There won’t be complaints about that call, but those incidents always carry an element of bad luck as you could understand why, in the moment Zas saw it as an intercept opportunity. The Stormers were 13-8 down at the time, which was also the halftime score, and it looked like that might be a game-changing moment.
Instead, the Stormers were brilliant in managing the period when they were down to 14 men playing against 15, and actually won that 10 minutes as a scrum penalty set up Jurie Matthee’s second three-pointer of the game and took the Stormers to within two points of their opponents. And that was the way it stayed until Ackermann’s moment of madness, which apart from reducing the Stormers to 14 men, also conceded the penalty with which Leinster set up the field position from which Gibson-Park scored.
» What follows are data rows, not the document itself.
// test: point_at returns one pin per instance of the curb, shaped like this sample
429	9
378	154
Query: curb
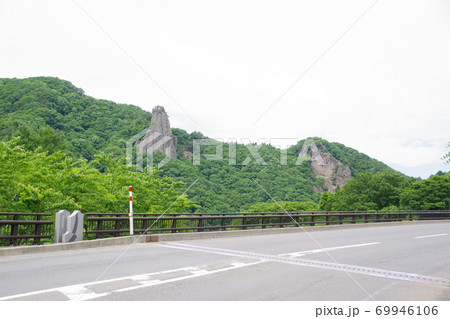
128	240
96	243
273	231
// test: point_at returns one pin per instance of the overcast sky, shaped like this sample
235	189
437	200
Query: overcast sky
373	75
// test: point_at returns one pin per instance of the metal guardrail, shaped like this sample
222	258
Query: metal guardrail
106	224
29	228
21	228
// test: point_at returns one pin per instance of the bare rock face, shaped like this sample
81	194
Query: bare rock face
333	172
159	136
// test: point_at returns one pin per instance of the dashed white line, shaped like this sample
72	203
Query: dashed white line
429	236
315	251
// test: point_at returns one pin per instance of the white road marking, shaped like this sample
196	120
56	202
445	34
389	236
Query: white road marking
315	264
81	292
429	236
315	251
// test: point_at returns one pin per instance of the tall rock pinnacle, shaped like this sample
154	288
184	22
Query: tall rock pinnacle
159	135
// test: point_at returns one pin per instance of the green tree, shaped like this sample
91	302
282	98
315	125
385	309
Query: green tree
370	192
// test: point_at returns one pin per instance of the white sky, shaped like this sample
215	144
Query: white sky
382	88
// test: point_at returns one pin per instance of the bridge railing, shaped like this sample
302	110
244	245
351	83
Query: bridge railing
25	228
106	225
29	228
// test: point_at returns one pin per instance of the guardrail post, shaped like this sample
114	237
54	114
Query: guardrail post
117	228
223	222
200	223
68	228
14	231
37	231
174	224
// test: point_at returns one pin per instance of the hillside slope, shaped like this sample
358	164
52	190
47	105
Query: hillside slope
56	115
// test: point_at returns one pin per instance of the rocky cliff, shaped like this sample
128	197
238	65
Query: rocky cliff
323	165
159	135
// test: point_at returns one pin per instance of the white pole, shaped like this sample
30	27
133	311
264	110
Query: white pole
131	211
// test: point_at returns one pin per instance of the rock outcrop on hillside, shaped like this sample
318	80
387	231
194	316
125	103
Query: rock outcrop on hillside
323	165
159	136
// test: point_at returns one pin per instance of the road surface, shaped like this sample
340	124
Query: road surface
402	262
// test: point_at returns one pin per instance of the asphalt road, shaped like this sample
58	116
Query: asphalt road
404	262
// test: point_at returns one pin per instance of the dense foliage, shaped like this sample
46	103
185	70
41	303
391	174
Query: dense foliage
33	181
53	156
56	115
390	191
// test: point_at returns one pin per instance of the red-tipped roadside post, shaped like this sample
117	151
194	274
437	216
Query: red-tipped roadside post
131	211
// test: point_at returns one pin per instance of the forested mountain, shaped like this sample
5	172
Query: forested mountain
58	117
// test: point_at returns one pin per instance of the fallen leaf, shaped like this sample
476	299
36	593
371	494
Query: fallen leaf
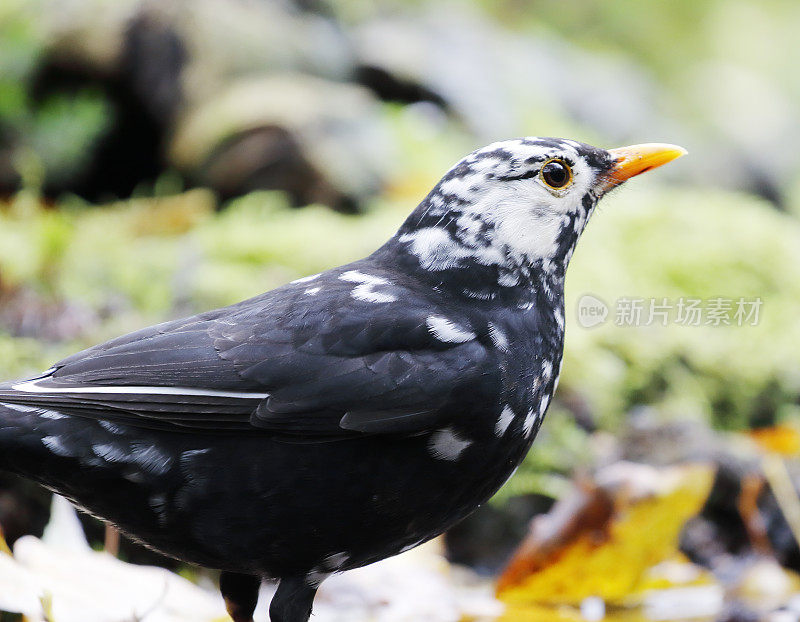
607	560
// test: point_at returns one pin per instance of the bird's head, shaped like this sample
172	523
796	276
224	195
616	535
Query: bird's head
519	206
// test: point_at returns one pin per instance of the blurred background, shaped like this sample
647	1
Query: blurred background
158	159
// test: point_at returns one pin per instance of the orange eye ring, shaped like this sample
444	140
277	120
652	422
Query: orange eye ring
556	174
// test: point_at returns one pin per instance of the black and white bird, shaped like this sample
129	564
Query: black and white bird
344	417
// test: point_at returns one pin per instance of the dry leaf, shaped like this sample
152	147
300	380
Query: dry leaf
610	560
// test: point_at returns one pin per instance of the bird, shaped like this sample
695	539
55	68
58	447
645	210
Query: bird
344	417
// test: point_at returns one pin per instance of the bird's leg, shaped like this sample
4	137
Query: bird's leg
240	592
293	600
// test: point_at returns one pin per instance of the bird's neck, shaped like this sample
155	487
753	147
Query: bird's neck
457	273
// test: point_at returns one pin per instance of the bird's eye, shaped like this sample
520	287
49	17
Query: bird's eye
556	174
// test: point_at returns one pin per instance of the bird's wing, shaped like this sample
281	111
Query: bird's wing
297	361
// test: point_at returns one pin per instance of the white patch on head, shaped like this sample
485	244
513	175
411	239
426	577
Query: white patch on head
448	331
498	337
56	445
365	290
306	279
436	250
508	279
445	444
530	419
504	420
525	217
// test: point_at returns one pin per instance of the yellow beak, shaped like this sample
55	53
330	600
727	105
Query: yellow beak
640	158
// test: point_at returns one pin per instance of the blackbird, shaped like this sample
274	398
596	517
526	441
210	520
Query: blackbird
344	417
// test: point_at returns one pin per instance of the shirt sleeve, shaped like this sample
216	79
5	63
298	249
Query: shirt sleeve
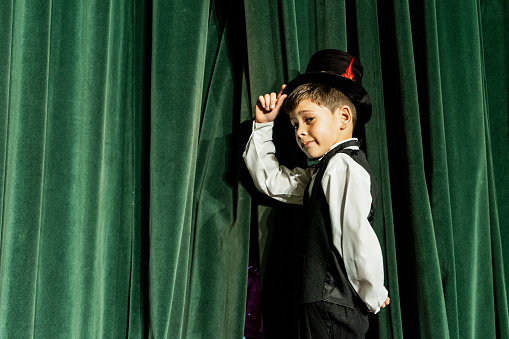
269	177
347	187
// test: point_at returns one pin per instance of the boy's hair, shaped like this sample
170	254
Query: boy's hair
319	94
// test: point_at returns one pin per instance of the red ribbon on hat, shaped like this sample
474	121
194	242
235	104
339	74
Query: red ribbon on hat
348	72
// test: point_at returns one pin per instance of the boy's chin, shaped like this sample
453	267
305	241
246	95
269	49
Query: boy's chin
313	155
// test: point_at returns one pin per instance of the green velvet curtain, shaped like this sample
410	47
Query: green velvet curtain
125	208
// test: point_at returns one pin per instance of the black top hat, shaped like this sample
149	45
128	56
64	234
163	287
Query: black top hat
338	69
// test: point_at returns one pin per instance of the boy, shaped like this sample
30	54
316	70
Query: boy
338	259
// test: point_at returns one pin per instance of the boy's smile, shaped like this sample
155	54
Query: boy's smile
316	128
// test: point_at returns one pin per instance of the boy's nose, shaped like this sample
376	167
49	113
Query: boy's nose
301	131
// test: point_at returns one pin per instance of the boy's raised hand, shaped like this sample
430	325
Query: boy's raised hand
269	105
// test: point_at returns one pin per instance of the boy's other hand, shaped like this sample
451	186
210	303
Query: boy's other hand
269	105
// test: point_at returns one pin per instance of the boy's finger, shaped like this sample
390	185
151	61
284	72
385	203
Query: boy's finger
281	91
280	100
267	101
261	100
272	100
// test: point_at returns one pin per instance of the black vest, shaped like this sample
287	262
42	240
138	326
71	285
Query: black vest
320	268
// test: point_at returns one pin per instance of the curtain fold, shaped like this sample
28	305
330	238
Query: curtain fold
125	206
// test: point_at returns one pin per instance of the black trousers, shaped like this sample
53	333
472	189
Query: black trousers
323	320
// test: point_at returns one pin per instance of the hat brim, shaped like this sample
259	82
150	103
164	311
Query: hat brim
355	92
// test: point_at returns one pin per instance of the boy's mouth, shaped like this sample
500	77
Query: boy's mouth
307	144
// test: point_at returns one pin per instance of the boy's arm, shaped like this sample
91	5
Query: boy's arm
269	177
347	188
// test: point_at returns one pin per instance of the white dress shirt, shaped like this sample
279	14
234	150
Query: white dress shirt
347	188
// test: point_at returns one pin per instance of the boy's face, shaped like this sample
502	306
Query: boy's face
316	128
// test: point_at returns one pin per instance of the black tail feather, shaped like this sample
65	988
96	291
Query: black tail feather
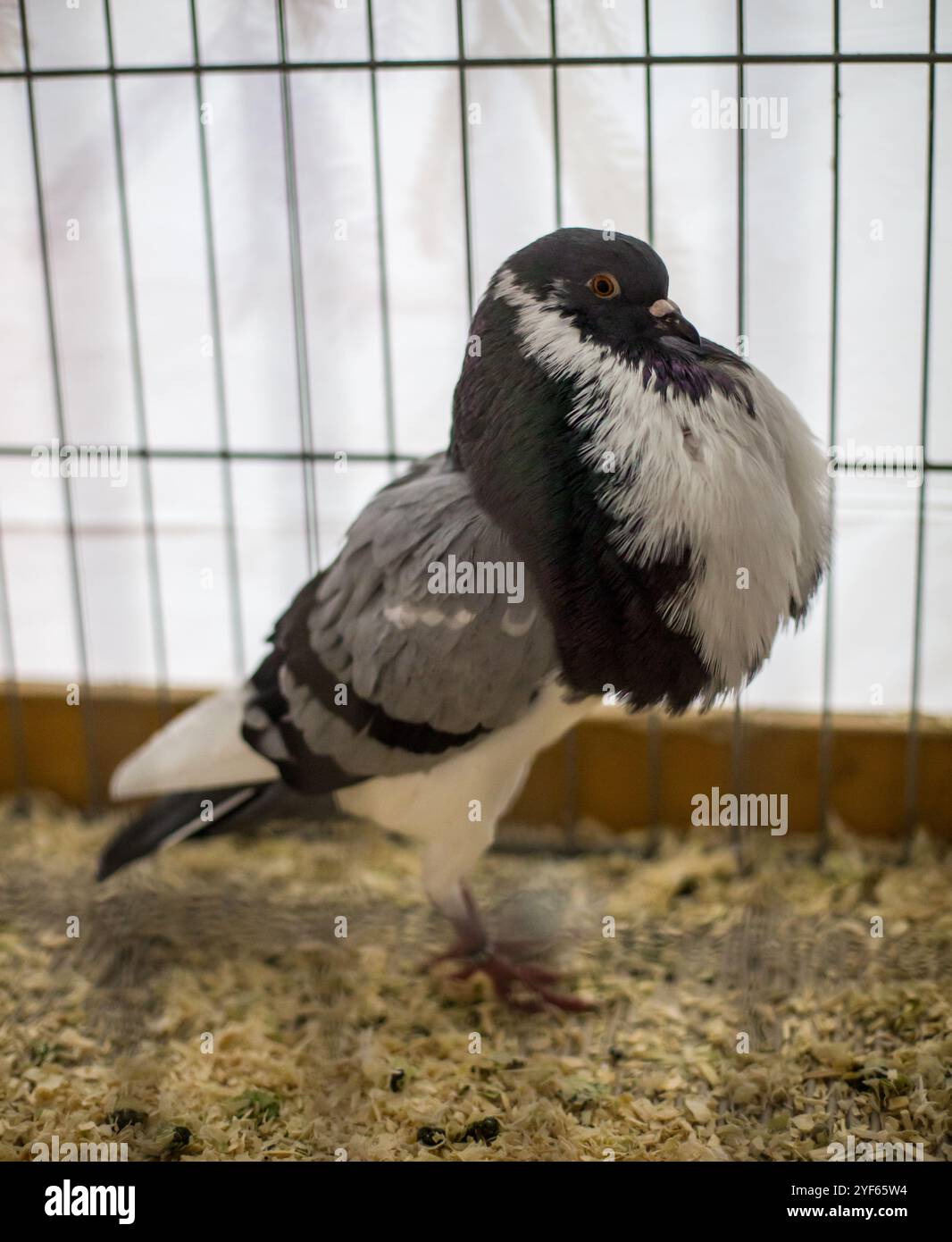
168	815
Given how they fought in the last 10 minutes when they were 13 against 15, they might well have done something special with 14, it was just that kind of day for the Stormers. Their withstanding of the pressure and then the way they fought to get some kind of physical ascendancy, forcing Leinster into error with their big tackles, even though Leinster always dominated possession, was phenomenal.
WILLEMSE WAS PHENOMENAL
Also phenomenal was the Stormers fullback, Damian Willemse, who was outstanding in the aerial battle and also in his attacking plays when the chaos that the contestable kicks are designed to create ensued. Willemse was here, there and everywhere and Springbok coach Rassie Erasmus should be breathing a sigh of relief that he got through the game unscathed as he is going to be an important player for the Springboks in the coming weeks and months.
Had the Stormers won the game he, and not Gibson-Park, would surely have walked off with the official man of the match award and no-one in Ireland would have complained.
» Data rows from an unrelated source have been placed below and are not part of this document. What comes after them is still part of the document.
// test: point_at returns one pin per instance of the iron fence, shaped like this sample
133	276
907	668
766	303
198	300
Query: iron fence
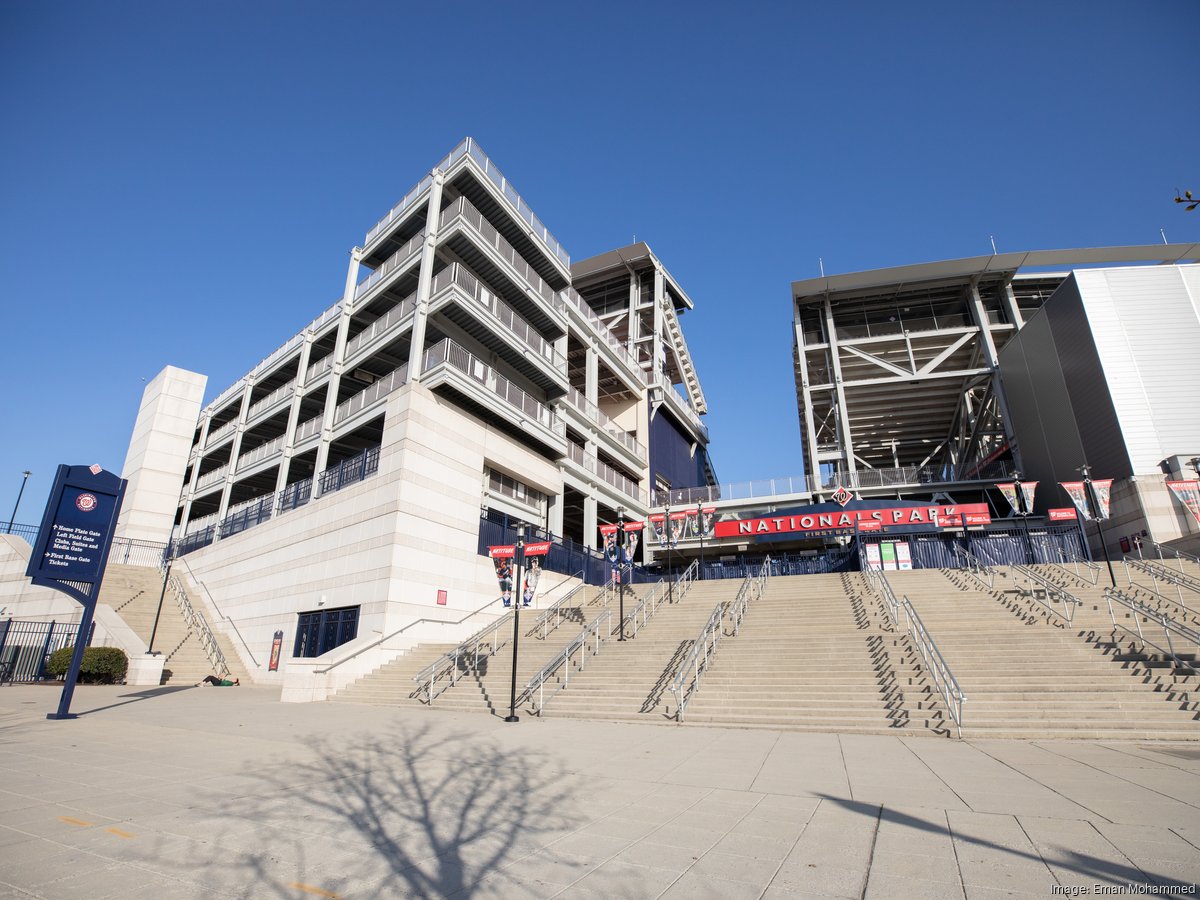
25	647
Leinster started the game strongly, as they were always expected to, and after 13 minutes the stats showed that they’d enjoyed 85 per cent of the possession and 84 per cent of the territory. The Stormers’ defensive line speed was impressive then and throughout the game, but Leinster did manage to move the ball wide to All Black star Rieko Ioane who ran through for a converted try. A few minutes later Sam Prendergast added a penalty to make it 10-0 and the Stormers were up against it.
That was even more the case when Prendergast stretched the hosts into a 13-0 lead after 22 minutes. At that point, the Stormers had made well into the thirties when it came to tackles while Leinster had been forced to make fewer than five. But then came a momentum shift in the third quarter, with the Stormers setting and appearing to rattle Leinster physically.
MOMENTUM SHIFT AS GAME BECAME AN ARM WRESTLE
From then on, it became an arm wrestle, with Adre Smith driving over for a try that cut the deficit to eight points and then came a penalty from Matthee, who also had a good game and certainly didn’t let his team down in the absence of Springbok maestro Sacha Feinberg-Mngomezulu.
Leinster produced a concerted siege on the Stormers' line in the final minutes of the half, but heroic, and yes that word can’t be used often enough, defence repelled their intent and would have been looked back at as a pivotal period of the game had the Stormers got across the line as winners. They so nearly did, but instead Leinster will host the Vodacom Bulls in the final two weeks hence.
Their fellow South African team should feel the Stormers showed them how to beat Leinster. And the Stormers should feel that, given they came so close without Feinberg-Mngomezulu, Cobus Reinach, JD Schickerling, Ruben van Heerden and Seabelo Senatla, and with players off to cards for significant parts of the second half, that even in defeat they experienced growth. Next time they go to AVIVA they won’t be such rank underdogs.
SCORES
Leinster 20 - Tries: Rieko Ioane and Jamison Gibson-Park; Conversions: Sam Prendergast 2; Penalties: Sam Prendergast 2.
DHL Stormers 11 - Try: Adre Smith; Penalties: Jurie Matthee 2.